DOI: https://doi.org/10.3390/vaccines9090953

Interpretive Summary: Newcastle disease (ND) caused by Newcastle disease virus (NDV) remains endemic in poultry worldwide despite extensive vaccination programs. It is imperative to improve our control of ND. The aim of this study was to evaluate the feasibility of an in ovo mode of delivery as well as the effectiveness of a recombinant live vaccine against NDV. We hypothesized that this novel live attenuated rNDV vaccine would be effective against lethal challenge with virulent NDV and provide better protection earlier in the life, without negatively impacting survival in chickens. Our study shows that indeed, the rZJ1*L-IL4R vaccine strain can yield protection against challenge when administered in ovo at 19 days of embryonation, without negatively impacting survival post-vaccination. The data suggests that the rZJ1*L-IL4R maybe an excellent candidate for in ovo vaccination.

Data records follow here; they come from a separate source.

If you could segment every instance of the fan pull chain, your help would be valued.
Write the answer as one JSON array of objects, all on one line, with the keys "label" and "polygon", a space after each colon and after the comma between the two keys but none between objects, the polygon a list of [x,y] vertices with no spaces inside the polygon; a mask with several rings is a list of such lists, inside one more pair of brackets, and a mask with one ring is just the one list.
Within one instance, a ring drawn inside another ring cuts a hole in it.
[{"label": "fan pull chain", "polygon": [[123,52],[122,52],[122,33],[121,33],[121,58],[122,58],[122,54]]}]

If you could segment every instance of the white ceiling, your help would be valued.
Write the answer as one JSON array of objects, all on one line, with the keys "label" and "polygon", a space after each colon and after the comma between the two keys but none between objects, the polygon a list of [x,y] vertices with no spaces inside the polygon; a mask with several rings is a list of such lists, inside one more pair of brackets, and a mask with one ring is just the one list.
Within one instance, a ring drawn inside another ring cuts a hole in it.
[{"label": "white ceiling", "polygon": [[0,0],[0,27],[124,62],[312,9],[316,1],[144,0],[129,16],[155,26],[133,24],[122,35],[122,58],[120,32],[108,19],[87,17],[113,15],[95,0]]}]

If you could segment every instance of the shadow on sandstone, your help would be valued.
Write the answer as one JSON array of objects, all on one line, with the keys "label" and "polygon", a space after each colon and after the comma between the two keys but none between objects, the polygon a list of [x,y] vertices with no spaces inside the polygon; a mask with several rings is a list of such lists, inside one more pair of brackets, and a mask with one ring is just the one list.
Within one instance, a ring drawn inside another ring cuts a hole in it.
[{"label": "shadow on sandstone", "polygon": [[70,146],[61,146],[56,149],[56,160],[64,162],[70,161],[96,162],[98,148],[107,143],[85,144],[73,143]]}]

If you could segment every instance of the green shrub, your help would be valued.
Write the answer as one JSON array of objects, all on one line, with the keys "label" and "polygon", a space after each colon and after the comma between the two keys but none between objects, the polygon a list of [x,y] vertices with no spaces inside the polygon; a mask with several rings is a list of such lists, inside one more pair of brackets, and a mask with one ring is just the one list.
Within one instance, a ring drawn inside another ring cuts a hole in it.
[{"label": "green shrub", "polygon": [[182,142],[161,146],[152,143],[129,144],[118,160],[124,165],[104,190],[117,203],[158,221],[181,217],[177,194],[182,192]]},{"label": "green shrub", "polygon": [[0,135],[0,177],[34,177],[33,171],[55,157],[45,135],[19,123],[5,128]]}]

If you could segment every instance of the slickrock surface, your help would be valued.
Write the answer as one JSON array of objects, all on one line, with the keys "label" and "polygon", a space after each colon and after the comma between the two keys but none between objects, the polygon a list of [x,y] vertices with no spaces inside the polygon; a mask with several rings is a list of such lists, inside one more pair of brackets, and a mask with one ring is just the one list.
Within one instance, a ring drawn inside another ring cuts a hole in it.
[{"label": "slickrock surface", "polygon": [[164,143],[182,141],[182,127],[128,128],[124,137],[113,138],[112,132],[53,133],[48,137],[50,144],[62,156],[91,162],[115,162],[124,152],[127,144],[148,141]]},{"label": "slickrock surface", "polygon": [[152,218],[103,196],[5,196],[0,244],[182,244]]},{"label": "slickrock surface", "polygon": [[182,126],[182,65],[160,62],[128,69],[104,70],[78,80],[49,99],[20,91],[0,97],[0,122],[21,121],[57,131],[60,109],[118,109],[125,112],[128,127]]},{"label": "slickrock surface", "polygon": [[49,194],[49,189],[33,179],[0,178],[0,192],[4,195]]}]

Technical Abstract: In ovo vaccination has been employed by the poultry industry for over 20 years to control numerous avian diseases. Unfortunately, in ovo live vaccines against Newcastle disease have significant limitations, including high embryo mortality and the inability to induce full protection during the first two weeks of life. In this study, a recombinant live attenuated Newcastle disease virus vaccine containing the antisense sequence of chicken interleukin 4 (IL-4), rZJ1*L-IL4R, was used. The rZJ1*L-IL4R vaccine was administered in ovo to naïve specific pathogen free embryonated chicken eggs (ECEs) and evaluated against a homologous challenge. Controls included a live attenuated recombinant genotype VII vaccine based on the virus ZJ1 (rZJ1*L) backbone, the LaSota vaccine and diluent alone. In the first of two experiments, ECEs were vaccinated at 18 days of embryonation (DOE) with either 104.5 or 103.5 50% embryo infectious dose (EID50/egg) and chickens were challenged at 21 days post-hatch (DPH). In the second experiment, 103.5 EID50/egg of each vaccine was administered at 19 DOE, and chickens were challenged at 14 DPH. Chickens vaccinated with 103.5 EID50/egg of rZJ1*L-IL4R had hatch rates comparable to the group that received diluent alone, whereas other groups had significantly lower hatch rates. All vaccinated chickens survived challenge without displaying clinical disease, had protective hemagglutination inhibition titers, and shed comparable levels of challenge virus. The recombinant rZJ1*L-IL4R vaccine yielded lower post-vaccination mortality rates compared with the other in ovo NDV live vaccine candidates as well as provided strong protection post-challenge.